Hmgb3 regulates the balance between hematopoietic stem cell self-renewal and differentiation.

Hmgb3 is an X-linked member of a family of sequence-independent chromatin-binding proteins that is preferentially expressed in hematopoietic stem cells (HSC). Hmgb3-deficient mice (Hmgb3(-/Y)) contain normal numbers of HSCs, capable of self-renewal and hematopoietic repopulation, but fewer common lymphoid (CLP) and common myeloid progenitors (CMP). In this study, we tested the hypothesis that Hmgb3(-/Y) HSCs are biased toward self-renewal at the expense of progenitor production. Wild-type and Hmgb3(-/Y) CLPs and CMPs proliferate and differentiate equally in vitro, indicating that CLP and CMP function normally in Hmgb3(-/Y) mice. Hmgb3(-/Y) HSCs exhibit constitutive activation of the canonical Wnt signaling pathway, which regulates stem cell self-renewal. Increased Wnt signaling in Hmgb3(-/Y) HSCs corresponds to increased expression of Dvl1, a positive regulator of the canonical Wnt pathway. To induce hematopoietic stress and a subsequent response from HSCs, we treated Hmgb3(-/Y) mice with 5-fluorouracil.
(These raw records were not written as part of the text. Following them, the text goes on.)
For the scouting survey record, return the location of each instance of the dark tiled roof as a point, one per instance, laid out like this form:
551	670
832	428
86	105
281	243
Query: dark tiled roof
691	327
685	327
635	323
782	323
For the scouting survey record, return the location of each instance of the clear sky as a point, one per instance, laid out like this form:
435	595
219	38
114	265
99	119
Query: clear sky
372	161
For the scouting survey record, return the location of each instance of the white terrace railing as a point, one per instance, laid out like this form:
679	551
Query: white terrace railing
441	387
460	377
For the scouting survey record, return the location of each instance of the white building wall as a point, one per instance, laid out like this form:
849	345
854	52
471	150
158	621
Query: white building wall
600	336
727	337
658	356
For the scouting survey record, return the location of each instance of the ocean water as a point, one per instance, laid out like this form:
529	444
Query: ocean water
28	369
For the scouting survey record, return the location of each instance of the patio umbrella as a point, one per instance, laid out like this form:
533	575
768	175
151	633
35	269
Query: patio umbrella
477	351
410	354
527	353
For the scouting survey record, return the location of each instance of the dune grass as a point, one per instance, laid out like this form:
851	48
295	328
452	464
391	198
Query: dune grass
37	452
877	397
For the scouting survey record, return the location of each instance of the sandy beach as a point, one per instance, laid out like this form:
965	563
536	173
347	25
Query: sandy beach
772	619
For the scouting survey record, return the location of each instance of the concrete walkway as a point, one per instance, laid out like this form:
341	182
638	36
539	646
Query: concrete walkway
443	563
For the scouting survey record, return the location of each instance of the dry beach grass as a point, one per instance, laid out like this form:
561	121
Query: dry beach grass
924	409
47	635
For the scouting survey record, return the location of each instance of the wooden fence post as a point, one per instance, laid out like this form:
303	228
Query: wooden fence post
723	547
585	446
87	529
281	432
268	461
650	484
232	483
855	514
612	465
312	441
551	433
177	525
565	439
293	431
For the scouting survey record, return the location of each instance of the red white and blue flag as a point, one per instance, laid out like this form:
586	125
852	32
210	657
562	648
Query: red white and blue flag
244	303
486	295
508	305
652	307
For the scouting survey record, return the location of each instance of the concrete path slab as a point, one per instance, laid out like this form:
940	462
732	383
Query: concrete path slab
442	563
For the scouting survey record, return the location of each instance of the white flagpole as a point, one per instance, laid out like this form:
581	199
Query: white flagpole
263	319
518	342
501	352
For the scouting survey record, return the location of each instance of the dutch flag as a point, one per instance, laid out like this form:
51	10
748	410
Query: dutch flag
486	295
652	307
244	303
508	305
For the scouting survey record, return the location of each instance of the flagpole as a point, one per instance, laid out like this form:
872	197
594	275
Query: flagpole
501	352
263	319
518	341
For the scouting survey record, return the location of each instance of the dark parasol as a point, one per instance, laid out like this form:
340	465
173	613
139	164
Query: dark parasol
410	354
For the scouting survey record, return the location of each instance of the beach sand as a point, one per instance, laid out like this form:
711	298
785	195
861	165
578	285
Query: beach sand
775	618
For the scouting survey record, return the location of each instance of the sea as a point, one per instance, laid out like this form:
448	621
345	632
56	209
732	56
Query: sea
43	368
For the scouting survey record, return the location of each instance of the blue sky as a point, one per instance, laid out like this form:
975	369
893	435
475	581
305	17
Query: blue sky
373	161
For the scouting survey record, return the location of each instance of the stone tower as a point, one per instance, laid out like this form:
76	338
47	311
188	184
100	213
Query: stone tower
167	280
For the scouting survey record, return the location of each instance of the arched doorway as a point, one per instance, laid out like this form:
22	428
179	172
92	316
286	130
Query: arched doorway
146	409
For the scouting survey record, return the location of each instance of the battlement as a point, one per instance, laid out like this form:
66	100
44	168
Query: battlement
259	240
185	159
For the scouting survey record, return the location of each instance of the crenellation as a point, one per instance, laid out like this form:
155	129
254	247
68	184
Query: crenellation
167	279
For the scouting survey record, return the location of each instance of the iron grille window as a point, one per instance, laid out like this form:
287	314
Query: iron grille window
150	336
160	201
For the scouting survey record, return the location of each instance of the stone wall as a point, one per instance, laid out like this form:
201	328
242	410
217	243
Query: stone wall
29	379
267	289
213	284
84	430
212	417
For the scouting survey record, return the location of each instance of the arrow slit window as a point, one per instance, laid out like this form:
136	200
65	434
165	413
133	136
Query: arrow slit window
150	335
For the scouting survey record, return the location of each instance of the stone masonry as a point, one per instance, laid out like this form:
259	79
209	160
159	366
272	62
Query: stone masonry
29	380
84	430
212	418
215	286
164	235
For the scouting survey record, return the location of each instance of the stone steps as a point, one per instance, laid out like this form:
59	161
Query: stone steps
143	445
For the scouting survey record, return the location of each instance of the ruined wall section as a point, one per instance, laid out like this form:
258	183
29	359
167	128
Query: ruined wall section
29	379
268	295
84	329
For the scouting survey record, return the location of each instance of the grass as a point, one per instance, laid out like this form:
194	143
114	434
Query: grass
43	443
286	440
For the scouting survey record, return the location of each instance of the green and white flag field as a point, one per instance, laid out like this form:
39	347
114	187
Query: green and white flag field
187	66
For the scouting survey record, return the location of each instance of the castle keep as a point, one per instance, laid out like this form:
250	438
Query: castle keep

Hmgb3(-/Y) mice exhibit a faster recovery of functional HSCs after administration of 5-fluorouracil compared with wild-type mice, which may be due to the increased Wnt signaling. Furthermore, the recovery of HSC number in Hmgb3(-/Y) mice occurs more rapidly than CLP and CMP recovery. From these data, we propose a model in which Hmgb3 is required for the proper balance between HSC self-renewal and differentiation.